暗闇の中、突然の光による目眩ましへの対策兼音への集中の為に閉じていた目を見開く。
飛んでくるのは、先の細い長槍。
それは少女……ではなく、何者かが拐う可能性を考えてその手を握っていたおれを狙い、かなりの速度で飛来する!
ってオイ!下手したら他の人間に突き刺さるぞ迷惑を考えろ!
「馬鹿がっ!」
避けるだけならば簡単。いっそ少女の手をひょいと此方に引けば少女を盾にも出来る。
やってみた場合下手人は何と返すのだろう。
だが、そんなことやってどうする。避けても少女を盾にしても被害は広がる。やるべきことは……
おれ狙いの槍で誰も傷付けさせないこと!
ならば、そこ!
「っらぁっ!」
一歩離れていたエッケハルトの方へ目配せ。
目をしばたかせていたが、既に手に串はなく空いていたので行けると判断し、少女の手を軽く引く。
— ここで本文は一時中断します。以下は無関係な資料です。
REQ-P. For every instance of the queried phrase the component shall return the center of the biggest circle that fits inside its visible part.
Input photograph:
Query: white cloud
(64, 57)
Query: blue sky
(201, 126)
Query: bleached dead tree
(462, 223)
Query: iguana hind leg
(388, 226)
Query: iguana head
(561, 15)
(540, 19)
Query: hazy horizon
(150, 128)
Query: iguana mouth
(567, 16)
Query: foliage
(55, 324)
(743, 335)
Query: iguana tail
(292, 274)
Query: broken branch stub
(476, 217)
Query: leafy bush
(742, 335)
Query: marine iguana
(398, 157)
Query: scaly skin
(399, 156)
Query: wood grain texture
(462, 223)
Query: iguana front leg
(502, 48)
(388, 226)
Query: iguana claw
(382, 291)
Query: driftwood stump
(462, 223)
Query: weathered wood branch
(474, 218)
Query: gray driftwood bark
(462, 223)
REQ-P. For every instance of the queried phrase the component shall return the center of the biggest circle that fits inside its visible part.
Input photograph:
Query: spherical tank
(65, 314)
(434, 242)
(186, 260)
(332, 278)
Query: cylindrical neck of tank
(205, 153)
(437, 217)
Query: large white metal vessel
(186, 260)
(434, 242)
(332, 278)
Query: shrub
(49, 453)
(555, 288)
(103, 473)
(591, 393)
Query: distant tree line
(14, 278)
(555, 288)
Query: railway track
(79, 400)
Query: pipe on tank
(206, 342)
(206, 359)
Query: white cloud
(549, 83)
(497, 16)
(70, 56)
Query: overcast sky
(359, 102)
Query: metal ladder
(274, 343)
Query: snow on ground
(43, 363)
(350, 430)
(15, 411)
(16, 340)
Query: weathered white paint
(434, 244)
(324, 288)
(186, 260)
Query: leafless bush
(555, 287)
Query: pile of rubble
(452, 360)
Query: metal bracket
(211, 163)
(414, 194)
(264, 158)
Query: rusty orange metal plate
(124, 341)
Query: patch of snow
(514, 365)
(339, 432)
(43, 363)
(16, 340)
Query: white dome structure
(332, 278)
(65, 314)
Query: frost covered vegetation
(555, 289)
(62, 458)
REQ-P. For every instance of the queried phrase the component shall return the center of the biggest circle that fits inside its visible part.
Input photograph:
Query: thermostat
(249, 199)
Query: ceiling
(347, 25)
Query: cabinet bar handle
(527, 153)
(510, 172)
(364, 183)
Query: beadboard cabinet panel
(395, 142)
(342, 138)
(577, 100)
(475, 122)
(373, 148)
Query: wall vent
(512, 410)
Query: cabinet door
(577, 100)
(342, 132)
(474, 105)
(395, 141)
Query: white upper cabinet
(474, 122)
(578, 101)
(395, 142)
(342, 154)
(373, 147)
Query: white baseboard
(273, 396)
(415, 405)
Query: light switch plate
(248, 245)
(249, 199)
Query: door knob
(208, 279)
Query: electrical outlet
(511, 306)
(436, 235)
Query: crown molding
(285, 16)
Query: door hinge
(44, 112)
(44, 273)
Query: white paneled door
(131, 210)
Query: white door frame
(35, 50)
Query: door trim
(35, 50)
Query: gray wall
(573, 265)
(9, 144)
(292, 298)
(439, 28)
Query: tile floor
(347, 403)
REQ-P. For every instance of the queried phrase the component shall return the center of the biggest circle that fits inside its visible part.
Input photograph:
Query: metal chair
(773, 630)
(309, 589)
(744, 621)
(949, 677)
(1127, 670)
あっさり腕の中に収まる小さくはないが軽い体。その足に手を回して抱え、一歩横へ。
「任せた、エッケハルト」
そのまま軽い体を、腕を強張らせた友人の腕に置いて、飛びすさって距離を取る。
下がる方向は槍の飛んでくる方向。これだけで避けられたと言えるが、誰かに刺さりかねないので……
「おらぁっ!」
そのまま上へ跳躍。皇子としての全力で地を蹴り、大の大人の頭をまだ掠めない位の高さを通過する槍を、横から蹴り飛ばす!いや、その木の柄を蹴り砕く!
同時、槍に刻まれた魔法文字が煌めき……
「ぐがぅっ!」
雷撃が炸裂し、おれの体を叩いた。
魔法耐性はない、それがおれだ。炸裂する雷撃が見事に直撃し、吹き飛ばされる。
そしてそのまままだまだ料理の残るテーブルに突っ込み、料理を生ゴミに変えながら柔らかな草の床を無様に転がり、飛び起き……れず、痺れた足を使わないように無理矢理腕で弾みを付けて身を起こす。
「爆裂槍とは、随分なご挨拶だ」
槍の軌道の元、2階建ての館の屋根を見上げる。
其処に居るのは一人の少年。
「第七皇子。我が未来の嫁の一人に触れた罪だ」
……あ、これ話通じない系だ。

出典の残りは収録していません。